Direct Measurement of High-Temperature Rate Constants of the Thermal Decomposition of Dimethoxymethane, a Shock Tube and Modeling Study

Shock-tube experiments have been performed to investigate the thermal decomposition of the oxygenated hydrocarbon dimethoxymethane (DMM; CH3OCH2OCH3). The primary initial reaction channels of DMM decomposition are considered to be the two bond fissions: CH3OCH2OCH3 -> CH3O + CH2OCH3 (1) and CH3OCH2OCH3 -> CH3 + OCH2OCH3 (2). In the present work, two shock-tube facilities and three different detection techniques have been combined: Behind reflected shock waves, we have carried out time-resolved measurements of (i) the formation of H atoms using the highly sensitive H-ARAS (Atomic Resonance Absorption Spectrometry) technique and (ii) the depletion of the DMM reactant by high-repetition-rate time-of-flight mass spectrometry (HRR-TOF-MS).
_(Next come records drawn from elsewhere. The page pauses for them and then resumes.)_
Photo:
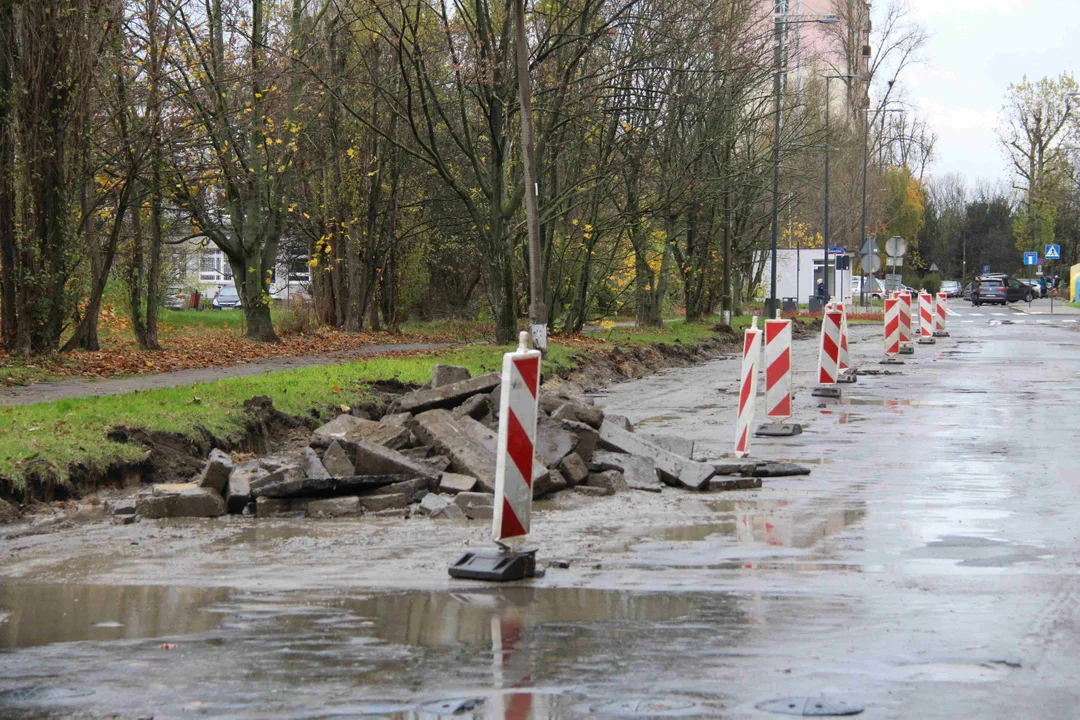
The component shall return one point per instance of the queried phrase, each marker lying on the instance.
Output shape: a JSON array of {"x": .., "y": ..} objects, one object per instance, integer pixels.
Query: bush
[
  {"x": 299, "y": 318},
  {"x": 932, "y": 283}
]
In addition, (iii) the temperature-dependent composition of stable reaction products was measured in single-pulse shock-tube experiments via gas chromatography (GC/MS). The experiments span a temperature range of 1100-1430 K, a pressure range of 1.2-2.5 bar, and initial reactant mole fractions from 0.5 ppm (for H-ARAS experiments) up to 10 000 ppm (for HRR-TOF-MS experiments). Experimental rate constants k(total), k(total) = k(1) + k(2), obtained from these three completely different methods were in excellent agreement among each other, i.e., deviations are within +/- 30-40%, and they can be well represented by the Arrhenius expression k(total)( T) = 10(13.28 +/- 0.27) exp(-247.90 +/- 6.36 kJ mol(-1)/ RT) s(-1) (valid over the 1100-1400 K temperature and the 1.2-2.5 bar pressure range). By replacing the respective ktotal values used in a recently published DMM chemical kinetics combustion mechanism (Vermeire et al. Combust. Flame 2018, 190, 270-283), it was also possible to successfully reproduce measured product distributions.